If the government’s stake in public sector banks drops below 51 per cent then foreign creditors of these banks may either re-negotiate the loans or call them back, according to IDBI Executive Director & Head – Treasury, NS Venkatesh.
Incorporated covenantWhen public sector banks raise foreign currency resources, there is a covenant incorporated in the loan agreement that the government’s stake in the banks should not fall below 51 per cent.
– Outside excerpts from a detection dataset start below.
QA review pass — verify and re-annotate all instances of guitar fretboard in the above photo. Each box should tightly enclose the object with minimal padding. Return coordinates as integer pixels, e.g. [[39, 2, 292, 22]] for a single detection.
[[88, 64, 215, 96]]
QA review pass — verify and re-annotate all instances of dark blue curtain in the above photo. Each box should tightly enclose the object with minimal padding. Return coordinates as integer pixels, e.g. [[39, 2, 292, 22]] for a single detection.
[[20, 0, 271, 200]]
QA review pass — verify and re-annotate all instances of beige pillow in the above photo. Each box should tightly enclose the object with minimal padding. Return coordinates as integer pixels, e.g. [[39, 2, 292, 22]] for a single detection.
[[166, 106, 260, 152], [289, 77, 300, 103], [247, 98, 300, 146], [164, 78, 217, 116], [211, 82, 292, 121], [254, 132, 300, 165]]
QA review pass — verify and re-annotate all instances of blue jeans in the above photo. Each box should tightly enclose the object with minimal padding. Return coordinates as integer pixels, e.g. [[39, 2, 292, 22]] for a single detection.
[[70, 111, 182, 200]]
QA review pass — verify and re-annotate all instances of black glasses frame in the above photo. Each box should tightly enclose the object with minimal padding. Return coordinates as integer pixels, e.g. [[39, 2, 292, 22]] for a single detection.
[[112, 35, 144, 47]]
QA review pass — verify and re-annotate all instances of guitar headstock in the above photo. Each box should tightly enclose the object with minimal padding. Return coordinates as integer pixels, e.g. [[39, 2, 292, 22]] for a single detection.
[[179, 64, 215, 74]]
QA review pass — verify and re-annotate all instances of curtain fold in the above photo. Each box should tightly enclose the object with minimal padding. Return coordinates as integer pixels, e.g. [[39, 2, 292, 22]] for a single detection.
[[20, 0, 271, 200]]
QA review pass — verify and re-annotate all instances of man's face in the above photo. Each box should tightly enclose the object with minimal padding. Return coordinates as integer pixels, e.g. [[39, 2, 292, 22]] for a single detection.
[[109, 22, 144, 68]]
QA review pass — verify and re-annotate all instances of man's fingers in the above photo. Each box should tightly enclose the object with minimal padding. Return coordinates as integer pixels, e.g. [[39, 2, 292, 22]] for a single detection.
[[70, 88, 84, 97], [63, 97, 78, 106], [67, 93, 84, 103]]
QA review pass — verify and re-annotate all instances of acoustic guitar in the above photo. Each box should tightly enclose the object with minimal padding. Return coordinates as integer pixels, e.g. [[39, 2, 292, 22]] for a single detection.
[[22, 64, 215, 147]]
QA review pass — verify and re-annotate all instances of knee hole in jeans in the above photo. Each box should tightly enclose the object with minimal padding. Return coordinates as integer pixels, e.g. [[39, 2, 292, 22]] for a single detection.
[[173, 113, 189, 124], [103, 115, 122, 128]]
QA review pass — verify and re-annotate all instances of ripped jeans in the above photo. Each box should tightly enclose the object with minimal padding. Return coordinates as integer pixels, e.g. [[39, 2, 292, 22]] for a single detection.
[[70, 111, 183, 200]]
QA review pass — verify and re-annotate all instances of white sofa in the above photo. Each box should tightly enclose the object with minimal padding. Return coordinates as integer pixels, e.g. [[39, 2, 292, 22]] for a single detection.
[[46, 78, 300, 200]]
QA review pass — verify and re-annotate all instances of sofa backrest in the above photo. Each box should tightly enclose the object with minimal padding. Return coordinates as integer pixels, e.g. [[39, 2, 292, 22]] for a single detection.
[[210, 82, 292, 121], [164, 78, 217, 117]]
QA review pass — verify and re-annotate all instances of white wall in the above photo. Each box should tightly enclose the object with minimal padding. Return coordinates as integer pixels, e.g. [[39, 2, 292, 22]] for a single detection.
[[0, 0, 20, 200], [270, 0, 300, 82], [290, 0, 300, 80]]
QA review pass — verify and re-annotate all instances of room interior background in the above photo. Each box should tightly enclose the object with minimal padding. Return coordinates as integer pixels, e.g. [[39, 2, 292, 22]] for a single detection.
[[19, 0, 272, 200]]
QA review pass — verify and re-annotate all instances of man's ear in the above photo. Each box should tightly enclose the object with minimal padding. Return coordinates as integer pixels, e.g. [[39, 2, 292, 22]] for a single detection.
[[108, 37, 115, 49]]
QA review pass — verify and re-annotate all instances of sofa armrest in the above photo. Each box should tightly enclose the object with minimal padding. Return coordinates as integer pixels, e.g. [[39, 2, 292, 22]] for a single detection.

If this happens then the terms of the loan agreement get altered.
Speaking at a State Bank Banking and Economics Conclave in Mumbai, Venkatesh said the authorities should be mindful of the abovementioned covenant before taking a decision on implementing the RBI-appointed PJ Nayak Committee’s recommendations.
Among the recommendations of the Nayak Committee, which reviewed governance of the boards of banks in India, is that the government should set up a Bank Investment Company (BIC) to warehouse its equity stakes in public sector banks.
The committee said the BIC could reduce its holding in banks to less than 50 per cent so that there is a restoration of a level-playing field for public sector banks in matters of vigilance enforcement, employee compensation and applicability of the right to information.
Bankers say that if the foreign currency loans given to public sector banks by foreign creditors are recalled due to the government stake falling below 51 per cent, it could have a negative impact on the domestic currency.
Ananth Narayan, Regional Head, Financial Markets, South Asia, Standard Chartered Bank, said the Government should incentivise investment in infrastructure over consumption.
The foreign investment limit in low-yielding government securities should be increased even as domestic investors are offered higher returns on their investments in infrastructure bonds, he added.